Calling All Monday Morning Arm Chair QuarterbacksDecember 31st, 2012 at 3:30 pm by Jonathan Conder under Weather
I questioned on whether or not to talk about this topic, or whether if I should have to defend my forecast. First, if I miss or “bust” the forecast I am going to be the first one to admit it and I have always held myself accountable, giving an apology and explanation to the WANE viewers. But, I have a really hard time sitting on the sidelines, letting people say “you got it wrong,” when in all reality, I feel we nailed the Friday Night snow forecast 24 hours out.
What I am talking about here is the snow forecast on Friday for early Saturday morning. Here is the link to my initial forecast Friday afternoon, which I also posted on the the weather blog. That evening, I even updated the forecast, bringing the band of +3″ slightly more to the west. Here is the exact image from the 2nd blog update that evening:
Now, compare this to the official amounts from the National Weather Service and area weather spotters:
With the exception of southeastern Blackford county seeing 6″ of snow, I say that’s a pretty precise and accurate forecast. (Only off by an inch on the high range of the forecast.)
So, why are people so “angry” on social media? I am not going to call out any specific people here, but feel free to visit our WANE FB feed from Friday night and Saturday Morning. Are people angry because they hate snow? Are they angry because of the “looming fiscal cliff?” Or is this what social media has become, a place to be negative and vent? That being said, I do want to thank the WANE FB fans who did step in and support our brand and our forecast.
Again, I hope this post didn’t waste your time and honestly, I am not trying to stroke my ego, I just feel people have to realize that we can get it right and forecasting has come a long way.
This is from a good friend of mine and one heck of a forecaster back in Oklahoma and his reference to the Christmas Forecast in OKC:
For those upset about the weather forecast, let me tell you a little secret…
100 years ago the best forecast was what is currently happening down the road in the next town over a telegraph or radio.
50 years ago the best forecast was a few hours.
1980s gave us the 2 day forecast with considerable error using the best computers.
1990s gave us the 5 day forecast with considerable error as super computers really kicked in.
2000s gave us the 7 day with error, but significantly improved the 2 and 5 day as computer processing speed went through the roof.

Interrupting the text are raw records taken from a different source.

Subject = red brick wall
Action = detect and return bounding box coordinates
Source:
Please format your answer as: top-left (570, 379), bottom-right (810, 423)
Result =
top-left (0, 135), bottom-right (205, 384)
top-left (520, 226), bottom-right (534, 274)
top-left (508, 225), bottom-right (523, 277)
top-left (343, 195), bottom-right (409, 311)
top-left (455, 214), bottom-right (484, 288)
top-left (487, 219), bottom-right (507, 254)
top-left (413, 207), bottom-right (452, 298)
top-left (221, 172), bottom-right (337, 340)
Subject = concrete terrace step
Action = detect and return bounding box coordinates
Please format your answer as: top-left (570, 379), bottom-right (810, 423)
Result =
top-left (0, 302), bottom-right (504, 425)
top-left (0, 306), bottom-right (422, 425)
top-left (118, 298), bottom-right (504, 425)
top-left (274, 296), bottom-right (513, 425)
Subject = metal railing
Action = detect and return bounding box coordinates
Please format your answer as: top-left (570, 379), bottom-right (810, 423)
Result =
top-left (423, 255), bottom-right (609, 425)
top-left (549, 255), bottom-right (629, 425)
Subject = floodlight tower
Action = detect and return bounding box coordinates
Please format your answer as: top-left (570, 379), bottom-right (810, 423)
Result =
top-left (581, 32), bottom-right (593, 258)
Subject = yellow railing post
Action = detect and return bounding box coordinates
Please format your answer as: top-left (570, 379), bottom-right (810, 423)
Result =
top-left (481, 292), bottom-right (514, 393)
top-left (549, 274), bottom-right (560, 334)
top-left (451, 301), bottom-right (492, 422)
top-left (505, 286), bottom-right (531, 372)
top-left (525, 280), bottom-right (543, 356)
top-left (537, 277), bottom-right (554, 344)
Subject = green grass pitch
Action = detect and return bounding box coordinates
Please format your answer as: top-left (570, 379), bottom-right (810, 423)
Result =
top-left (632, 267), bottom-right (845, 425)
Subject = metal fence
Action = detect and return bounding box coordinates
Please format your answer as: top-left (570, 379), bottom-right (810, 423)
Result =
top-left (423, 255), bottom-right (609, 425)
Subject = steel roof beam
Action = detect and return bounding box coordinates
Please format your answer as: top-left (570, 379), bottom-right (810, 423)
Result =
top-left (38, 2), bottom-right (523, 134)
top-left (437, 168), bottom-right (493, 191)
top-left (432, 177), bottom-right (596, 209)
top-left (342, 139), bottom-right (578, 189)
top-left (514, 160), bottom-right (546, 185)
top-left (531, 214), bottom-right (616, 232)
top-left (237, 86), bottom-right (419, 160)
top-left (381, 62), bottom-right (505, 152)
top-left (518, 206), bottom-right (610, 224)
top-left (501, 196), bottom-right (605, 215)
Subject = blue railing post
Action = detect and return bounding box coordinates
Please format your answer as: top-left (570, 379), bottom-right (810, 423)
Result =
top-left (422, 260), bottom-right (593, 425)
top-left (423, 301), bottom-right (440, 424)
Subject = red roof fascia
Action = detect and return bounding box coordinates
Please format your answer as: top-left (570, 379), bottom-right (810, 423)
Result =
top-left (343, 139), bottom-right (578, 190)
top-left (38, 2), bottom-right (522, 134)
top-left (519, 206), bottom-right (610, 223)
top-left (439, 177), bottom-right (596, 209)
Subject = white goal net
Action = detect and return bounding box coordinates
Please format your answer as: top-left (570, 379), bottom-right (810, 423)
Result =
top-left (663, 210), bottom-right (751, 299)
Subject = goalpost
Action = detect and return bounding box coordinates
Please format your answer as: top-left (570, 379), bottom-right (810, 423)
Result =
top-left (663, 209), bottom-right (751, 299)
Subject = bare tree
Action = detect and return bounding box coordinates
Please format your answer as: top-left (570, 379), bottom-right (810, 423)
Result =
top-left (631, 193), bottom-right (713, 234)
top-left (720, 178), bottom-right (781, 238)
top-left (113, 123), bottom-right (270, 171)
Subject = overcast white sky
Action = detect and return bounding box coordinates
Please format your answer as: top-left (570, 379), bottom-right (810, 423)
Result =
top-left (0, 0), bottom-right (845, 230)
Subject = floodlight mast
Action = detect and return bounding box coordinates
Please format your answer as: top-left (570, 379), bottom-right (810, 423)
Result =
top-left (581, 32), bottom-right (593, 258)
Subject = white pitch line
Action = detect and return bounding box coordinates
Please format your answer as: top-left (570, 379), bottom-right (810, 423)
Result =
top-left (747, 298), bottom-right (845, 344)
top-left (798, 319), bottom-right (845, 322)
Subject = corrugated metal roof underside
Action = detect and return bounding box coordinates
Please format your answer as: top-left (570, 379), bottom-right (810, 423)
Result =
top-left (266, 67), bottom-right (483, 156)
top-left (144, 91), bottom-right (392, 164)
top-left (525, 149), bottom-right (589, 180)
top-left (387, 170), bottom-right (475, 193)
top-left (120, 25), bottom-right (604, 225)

2010s we’re stretching to 15 day trends, with 7 days reasonably close, 5 days darn good, and 2 days almost perfect in general terms.
What we have not and cannot do is estimate the exact amount of precipitation over your house and what type it will be. The best we can do is estimate over a broad region. We move from science to art/craft when hyper-local amounts come in. You put it on a grid and average it out and spread it around. A statistical means applied to an unscientific method. The main reason for this limitation is money. There’s not enough of it to build the vast array of measuring stations that are needed to input that data into the models. The model will take any error fed in and magnify it. In addition to the numerous locations, timing is key. We run the models 4 times a day but only 2 of those 6 am/pm have most of the data available to input. We would need to launch soundings 4x a day and put them in a very dense network rather than 1 or 2 a state. Finally each model applies a slightly different combination of physics, because we don’t know everything we need to know about the atmosphere to pick the perfect mathematical formula.
Just keep all of this in mind for the next storm…we’ve come a long way and produced quite a spoiled generation as a result.
Alright, I digress. Thanks for your time and have a Happy New Year!